Gold’s performance in 2025 has been impressive, after having gained over 20% gains in 2023 and 2024. In the first half of 2025, gold has continued its record-setting pace, rising 26% in US dollar terms.
The weaker US dollar, rangebound rates, and a highly uncertain geo-economic environment have led to increased investment demand.
However, over the last two months, the gold price has remained range-bound.
Is the rally in gold over?
World Gold Council (WGC), using its Gold Valuation Framework, analysed what current market expectations imply for gold’s performance in the second half of 2025, as well as the drivers that could push gold higher, or lower.
Gold Mid-Year Outlook 2025 by WGC suggests that if economists and market participants are correct in their macro predictions, gold may move sideways with some possible upside, increasing an additional 0%-5% in the second half.
However, the economy rarely performs according to consensus. Should economic and financial conditions deteriorate, exacerbating stagflationary pressures and geoeconomic tensions, safe haven demand could significantly increase, pushing gold 10%-15% higher from here.
On the flipside, widespread and sustained conflict resolution – something that appears unlikely in the current environment – would see gold give back 12%-17% of this year’s gains.
Factors Impacting Gold Price
According to technical indicators, gold’s recent consolidation phase is a healthy pause in an overall uptrend, easing previous overbought conditions and possibly paving the way for further upside.
Investor demand would be sustained by declining interest rates and ongoing uncertainty, especially through gold ETFs and over-the-counter trades.
Central bank demand is anticipated to continue to be strong in 2025, decelerating from its historical highs while remaining significantly higher than the pre-2022 average of 500–600 tonnes.
Bull Case Scenario
Gold’s upward trend could be halted by worsening economic and financial conditions, potentially resulting in a severe stagflationary environment or an outright recession.

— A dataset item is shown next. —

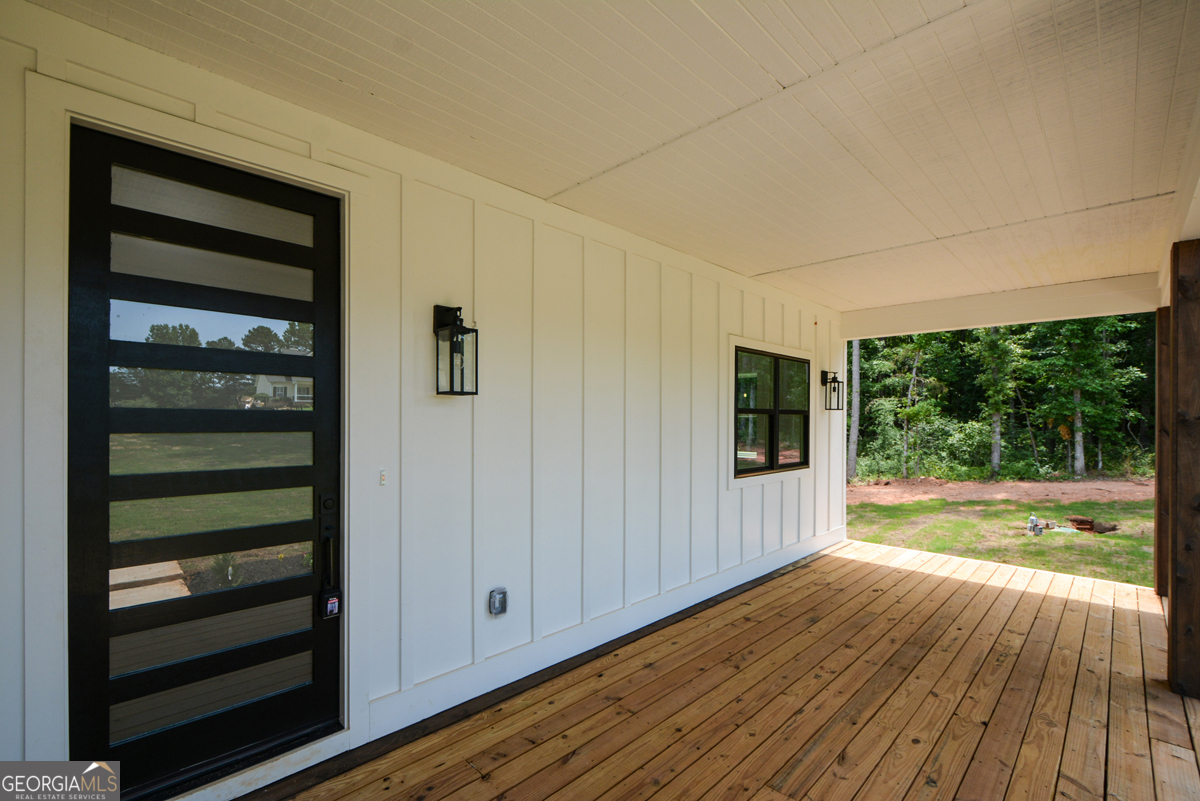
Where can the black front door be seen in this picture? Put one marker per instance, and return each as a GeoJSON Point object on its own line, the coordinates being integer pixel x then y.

Lower interest rates and dollar weakness could benefit gold, as concerns about US leadership and policy uncertainty prompt central banks to diversify foreign reserves away from the dollar.
Bear Case Scenario
Sustainable geopolitical and geoeconomic conflict resolution could decrease the need for hedges like gold in investment strategies, encouraging investors to take on more risk. This could make investors shift from gold into other assets such as equities.